The student, Trevor Demers '11, lost consciousness upon colliding with the brick face of the historic building, authorities said, and will likely face partial or full paralysis from the neck down.

A member of the group Students for a Democratic Society, Demers was reportedly trying to make his way through a window and into the third-floor room where the University's highest governing body was meeting. Members of the same activist student group tried to forcibly enter University Hall during a meeting of the Corporation in October.

According to a police report, about 14 students gathered on the Main Green around 9:15 a.m. Tuesday wheeling a "catapult-like machine" and banging drums. After a brief theatrical performance, in which students acted out "old white men crushing the dreams of young people," they positioned Demers in the catapult's basket.

Providence Chief of Police Dean Esserman described the device that launched Demers as "a dangerous weapon that should never have been used to propel a human being."

The device was aimed at a third-floor window in University Hall, the police report said, but the students misfired and propelled Demers into the brick face of the building just left of the window.

In a press conference early Tuesday evening, President Ruth Simmons expressed her "deep regret" at Demers' injuries. "This is a terrible day for the University," she said. "Our prayers are with Trevor."

The student's father, Bill Demers, also appeared at the press conference.

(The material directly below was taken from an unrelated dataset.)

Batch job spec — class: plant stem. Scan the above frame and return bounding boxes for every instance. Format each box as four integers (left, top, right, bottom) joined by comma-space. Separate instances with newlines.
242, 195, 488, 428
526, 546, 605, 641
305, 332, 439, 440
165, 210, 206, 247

Overcome with grief, he spoke about his son's "two greatest loves - institutional transparency, and flying."

Members of SDS appeared to have built the launching device, Esserman said, out of "rotting wood, fallen branches and some industrial materials - all recycled."

"We wanted to stand up to those pigs without compromising our principles," said an SDS member who spoke on the condition of anonymity. "In hindsight, fabricated parts might have been worth the small scrape on Mother Nature's knee."

Chancellor Thomas Tisch '76, who was leading a meeting of the Corporation's budget and finance committee inside the building, called the accident "a great tragedy - not least because we never got to hear what he had to say."

The impact of Demers hitting the building sounded like "a big smack," he added.

Trustee John MacDonald '67 said the meeting concluded with a resolution to prevent further impact-related disturbances by installing sound-proofing material behind the building's drywall. "We cannot have our meetings disrupted like this," he said.

MacDonald said the committee was discussing plans "to cut off the heat to dorms to free up money for our gold-plated toilets" at the time of the incident.

"There was just this awful noise, like someone was crushing a child's skull to scoop out his brains for a stew," he said. "But that's another project."